Highly anticipated: Intel's next X-series Core i9 processors are just around the corner, and courtesy of a sneaky Dell engineer, four of them have appeared in the Geekbench 4 database. Last week we met the 18-core behemoth i9-10980XE and the little 10-core i9-10900X, and now we've also glimpsed the 14-core i9-10940X and the 12-core i9-10920X. Performance boosts are solid, but will they be enough to compete with Zen 2-based Threadripper?

Let's dive immediately into the scores. For the following sneak-peak, we've used the online Geekbench scores from the same Dell 5820 workstation used by Dell for all their testing, so while this may not be the exact performance of the chips, they'll at least be configured and cooled the same (and thus appropriate for comparisons). To be clear, none of these tests were completed by TechSpot.

Apart from the Core i9-10980XE which achieves all of nothing over its predecessor, multi-core scores improved respectably by 10%, 11%, and 10% for the i9-10940X, i9-10920X, and i9-10900X.

Single-core scores don't improve quite so pleasingly, but despite YouTubers loving to game on these beasts, they are meant for multi-core workloads. Nonetheless, scores improved by 4%, 2%, 3% and 6% respectively, going down the lineup.

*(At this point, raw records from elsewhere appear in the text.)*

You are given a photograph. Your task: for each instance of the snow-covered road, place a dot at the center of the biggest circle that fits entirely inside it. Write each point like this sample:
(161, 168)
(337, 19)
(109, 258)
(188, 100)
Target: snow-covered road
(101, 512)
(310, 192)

Overall, results are good for yet another iteration of 14nm. If AMD was still uncompetitive these indicators would suggest a large boost in performance for Intel, given the 9th-gen parts barely improved over their predecessors.

But with Ryzen 9 3950X coming in November with 16 cores for $749, and probably better per-core performance given other Ryzen benchmarks we've ran, it's hard to imagine these processors will be at all competitive in most workloads. Whenever they do release though, we'll have our test benches primed and ready to put AMD and Intel head to head once again.